Today I looked at a few course materials available on mecr.org and these are available for reading. One of the topics I looked at was evaluating complexity in terms of big O, Omega and Theta.  I want to briefly mention them here.
If we take a few methods f and g  where f is O(g(n)) we can show there are non-unique values of coefficient c and n that satisfy this i.e c > 1 n > 1 and there are different forms of polynomials that can satisfy the relationship for f and g.

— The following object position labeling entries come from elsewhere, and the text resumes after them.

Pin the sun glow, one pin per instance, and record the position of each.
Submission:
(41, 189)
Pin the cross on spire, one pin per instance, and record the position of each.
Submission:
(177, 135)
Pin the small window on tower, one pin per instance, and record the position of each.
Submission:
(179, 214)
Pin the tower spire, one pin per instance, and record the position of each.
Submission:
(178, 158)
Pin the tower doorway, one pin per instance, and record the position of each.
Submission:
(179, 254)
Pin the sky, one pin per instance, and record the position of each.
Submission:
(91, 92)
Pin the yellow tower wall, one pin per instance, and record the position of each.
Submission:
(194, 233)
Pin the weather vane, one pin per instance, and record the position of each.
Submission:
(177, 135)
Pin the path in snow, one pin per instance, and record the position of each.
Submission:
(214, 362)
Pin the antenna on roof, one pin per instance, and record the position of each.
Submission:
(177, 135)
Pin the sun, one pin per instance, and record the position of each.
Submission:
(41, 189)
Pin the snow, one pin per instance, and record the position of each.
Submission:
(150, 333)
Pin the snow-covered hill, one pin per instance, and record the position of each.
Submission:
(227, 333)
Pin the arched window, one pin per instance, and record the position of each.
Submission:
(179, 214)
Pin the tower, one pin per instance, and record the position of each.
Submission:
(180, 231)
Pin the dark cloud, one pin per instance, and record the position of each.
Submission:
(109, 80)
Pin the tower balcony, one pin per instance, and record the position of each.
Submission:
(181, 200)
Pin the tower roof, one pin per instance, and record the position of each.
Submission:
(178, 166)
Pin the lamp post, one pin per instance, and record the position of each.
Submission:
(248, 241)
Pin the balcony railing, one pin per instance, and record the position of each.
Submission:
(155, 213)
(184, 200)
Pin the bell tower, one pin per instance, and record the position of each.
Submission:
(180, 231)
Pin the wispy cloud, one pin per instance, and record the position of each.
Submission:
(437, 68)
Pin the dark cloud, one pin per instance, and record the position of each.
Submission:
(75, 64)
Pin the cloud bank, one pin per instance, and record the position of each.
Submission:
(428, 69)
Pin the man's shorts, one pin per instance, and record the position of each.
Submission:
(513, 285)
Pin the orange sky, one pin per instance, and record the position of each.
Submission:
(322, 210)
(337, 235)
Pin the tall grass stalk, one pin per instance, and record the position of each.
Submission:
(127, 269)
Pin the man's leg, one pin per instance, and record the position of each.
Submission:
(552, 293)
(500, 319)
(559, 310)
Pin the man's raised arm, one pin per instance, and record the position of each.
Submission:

Typically in calculating complexity, usually only the higher term matters. This becomes important in polynomials as it simplifies the discussion on complexity.
While O is applicable to a single algorithm. Omega is applicable to a class of algorithms. For example, we say that Omega for sorting algorithms is nlogn. This we see from different sorting algorithms having a complexity of O(nlogn).
Theta on the other hand is used for a range. For example if f(n) lies between c1.g(n) and c2.g(n) i.e
c1.g(n) < f(n) < c2.g(n) then we say f(n) is theta for g(n) for all n0, c1, c2 such that n > n0.
These two functions are generally of the same order.
big O, Omega, Theta are all related.
For example, f(n) is O(g(n)) and g(n) is Omega(f(n)). Then we can take two coefficients c and 1/c for which we can say f(n) <= c.g(n) and 1/c .f(n) <= g(n)
and consecutively we can say f(n) is Theta(g(n). In other words, f(n) is  O(g(n)) and also f(n) is Omega(g(n)).
There is also an interesting observation that
if f1 is O(g1(n))
and f2 is O(g2(n))
the f1 + f2 is O( max(g1, g2))
This is true even if we have more than two such functions. Its easier to visualize these as applicable to a  sequence of code blocks in a program where the overall program complexity is the max of any one of the blocks of code.
Also, we can show that with a choice of coefficients for the functions above, where say n3 is max of n1, n2 and c3 is max of c1, c2, then f1 + f2 = c3g1(n) + c3g2(n) = 2.c3.(max (g1,g2)) and that leads to
f1 + f2 is O(max(g1, g2))

Sunday, March 2, 2014

In today's post I want to cover a topic on writing fast low level logs.  There are many logging providers and I've covered at different levels earlier. Some examples included log4net and log4cpp. Kernel mode tracing is often considered as an example of low level logging. Database systems also have their own system of logging.
There are a few salient features of most logging methods.
First is they enable formatting to the text that needs to be logged. These are variable length arguments and allow the different specifiers to be enabled
Second is they enable different levels of logging. By this we mean we control how much or how little of the logs to be written. For the components that provide the log strings, they could continue to log at different levels and the end user could decide how much or how little of the logs to be seen. This is a switch independent of all the components and each log provider is expected to honor these levels.
Components are expected to separate their logging with labels or strings that they identify by initializing or teardown.
Another feature is that these logging are based on file appenders and the logs are written at the end of the file.
Aside from the debug levels, there may be other metadata for the log.
But if we take the implementation of a logger, we neither use an event loop or a overlapped IO.
In principle, both could be used. However, neither are.
A logger has many clients that send messages. The messages are serialized onto the end of the file.
The offset of the file is incremented in a thread safe manner as opposed to locking the entire data.
or putting the entire log entry addition code within critical section. The process of writing the log is that of filling out buffers which are then flushed to disks. Typically this buffer is left to file system instead of maintaining a separate one. Some applications choose to implement a round robin circular linked list of buffers which are then flushed to disk.
No matter what the buffering is there can be many producers and one consumer and serialized queue. That is why this sounds similar to an overlapped IO.